Eduquer à la satisfaction des besoins

Eduquer à la satisfaction des besoins passe par différentes étapes liées à la croissance de l’enfant. Ces étapes ne sont pas linéaires, les parents continuent bien évidemment à répondre directement aux besoins d’enfants plus grands, par exemple lorsqu’ils sont fiévreux. Les étapes généralement distinguées sont les suivantes :

Satisfaire les besoins (lorsque le parent donne un biberon à un enfant en identifiant ou imaginant qu’il a faim ; lorsque le parent réconforte un enfant qui vient de faire un cauchemar…),
Aider à différer la satisfaction ; le besoin ne peut pas être satisfait dans l’immédiat pour des questions de contexte ou de règles de la famille. Le parent reconnaît le besoin de l’enfant, puis lui explique le sens de la non réponse immédiate à son besoin. Il aide ensuite l’enfant à attendre la satisfaction.
Contenir le besoin / le désir : apprendre à gérer la frustration. Lorsque l’enfant désire quelque chose, il pense qu’il a le droit de l’obtenir.
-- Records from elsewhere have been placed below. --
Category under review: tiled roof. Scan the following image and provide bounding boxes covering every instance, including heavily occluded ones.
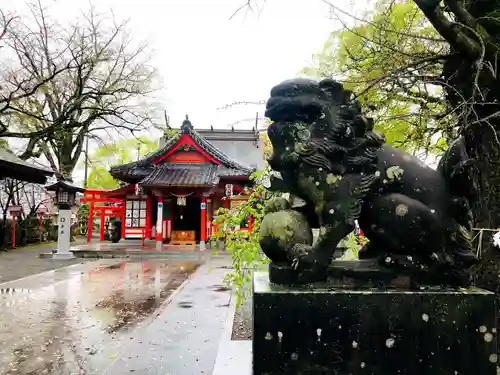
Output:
[109,116,255,184]
[0,147,54,184]
[140,163,220,188]
[45,179,85,193]
[196,128,265,171]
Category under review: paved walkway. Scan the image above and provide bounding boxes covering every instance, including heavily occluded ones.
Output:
[105,258,233,375]
[0,239,89,283]
[0,256,234,375]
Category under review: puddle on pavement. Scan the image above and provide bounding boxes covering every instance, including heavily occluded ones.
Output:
[211,284,231,292]
[0,259,199,375]
[177,301,194,309]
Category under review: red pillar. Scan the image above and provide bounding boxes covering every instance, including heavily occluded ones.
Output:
[200,196,207,246]
[248,215,254,233]
[39,214,43,242]
[146,195,152,239]
[121,199,126,239]
[87,201,94,243]
[99,208,105,241]
[11,215,16,249]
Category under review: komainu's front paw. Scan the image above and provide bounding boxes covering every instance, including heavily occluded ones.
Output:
[289,243,322,270]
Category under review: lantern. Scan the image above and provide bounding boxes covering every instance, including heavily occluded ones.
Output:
[45,179,84,209]
[45,178,84,259]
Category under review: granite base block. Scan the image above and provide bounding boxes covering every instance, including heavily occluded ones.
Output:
[252,272,497,375]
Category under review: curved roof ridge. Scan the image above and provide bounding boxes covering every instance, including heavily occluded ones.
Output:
[109,124,255,182]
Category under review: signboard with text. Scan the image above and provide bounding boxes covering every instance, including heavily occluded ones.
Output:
[8,205,22,216]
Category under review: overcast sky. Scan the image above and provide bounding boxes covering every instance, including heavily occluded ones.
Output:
[93,0,336,130]
[37,0,341,132]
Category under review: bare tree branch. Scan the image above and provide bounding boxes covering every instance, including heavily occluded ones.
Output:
[0,1,160,178]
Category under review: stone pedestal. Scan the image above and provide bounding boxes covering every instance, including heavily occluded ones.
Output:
[54,208,75,259]
[252,272,497,375]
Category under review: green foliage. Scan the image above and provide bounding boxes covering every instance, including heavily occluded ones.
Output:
[338,232,362,260]
[77,204,90,236]
[164,128,179,141]
[84,136,158,189]
[87,167,121,190]
[211,184,270,306]
[301,0,451,153]
[0,217,53,249]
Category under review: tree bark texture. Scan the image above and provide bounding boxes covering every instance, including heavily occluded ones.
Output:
[414,0,500,292]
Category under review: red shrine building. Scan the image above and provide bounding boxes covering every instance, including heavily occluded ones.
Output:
[82,116,264,248]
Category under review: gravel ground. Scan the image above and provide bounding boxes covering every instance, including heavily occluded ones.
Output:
[231,293,253,340]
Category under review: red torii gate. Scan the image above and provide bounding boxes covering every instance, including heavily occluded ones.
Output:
[80,189,126,242]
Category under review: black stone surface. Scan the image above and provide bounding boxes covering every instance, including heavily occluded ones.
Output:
[253,272,498,375]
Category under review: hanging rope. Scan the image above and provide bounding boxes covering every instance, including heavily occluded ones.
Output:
[169,192,194,206]
[471,228,500,258]
[169,192,194,198]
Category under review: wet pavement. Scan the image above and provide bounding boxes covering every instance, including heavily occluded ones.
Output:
[104,259,233,375]
[0,240,89,283]
[0,258,208,375]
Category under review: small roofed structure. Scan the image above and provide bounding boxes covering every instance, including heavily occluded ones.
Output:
[0,147,54,184]
[84,115,265,247]
[45,179,85,208]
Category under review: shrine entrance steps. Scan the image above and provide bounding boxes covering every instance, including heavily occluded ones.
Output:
[69,240,224,260]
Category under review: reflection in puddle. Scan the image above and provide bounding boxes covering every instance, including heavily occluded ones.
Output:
[0,260,199,375]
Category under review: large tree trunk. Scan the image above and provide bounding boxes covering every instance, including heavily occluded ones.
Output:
[414,0,500,293]
[439,51,500,295]
[465,118,500,293]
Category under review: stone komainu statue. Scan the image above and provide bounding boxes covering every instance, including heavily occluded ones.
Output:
[260,78,478,286]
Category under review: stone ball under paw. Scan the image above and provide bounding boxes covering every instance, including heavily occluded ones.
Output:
[259,209,313,263]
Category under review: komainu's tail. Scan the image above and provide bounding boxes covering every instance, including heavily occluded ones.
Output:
[437,137,478,205]
[437,136,478,264]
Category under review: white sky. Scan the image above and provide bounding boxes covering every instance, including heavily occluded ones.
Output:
[115,0,336,130]
[50,0,337,131]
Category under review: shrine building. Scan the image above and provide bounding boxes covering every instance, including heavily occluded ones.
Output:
[83,116,264,248]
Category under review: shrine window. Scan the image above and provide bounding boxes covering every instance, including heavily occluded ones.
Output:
[125,200,146,227]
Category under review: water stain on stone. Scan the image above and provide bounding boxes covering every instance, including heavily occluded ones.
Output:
[95,264,199,333]
[178,301,194,309]
[211,284,231,292]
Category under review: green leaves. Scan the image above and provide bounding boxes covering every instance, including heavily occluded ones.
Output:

Il va s’agir pour le parent d’apprendre à l’enfant que tous les désirs ne peuvent pas être satisfaits.
Apprendre à participer à la recherche de satisfaction. L’enfant attend pour une part que la satisfaction vienne par elle même. En clair, que les parents lui fournissent la réponse à son besoin ou à son désir. La tâche des parents est alors de demander à l’enfant de participer à la réalisation des actions lui permettant de satisfaire son propre besoin.
Apprendre à demander. L’enfant va apprendre à demander directement ce dont il a besoin et non plus à exposer simplement son mal être.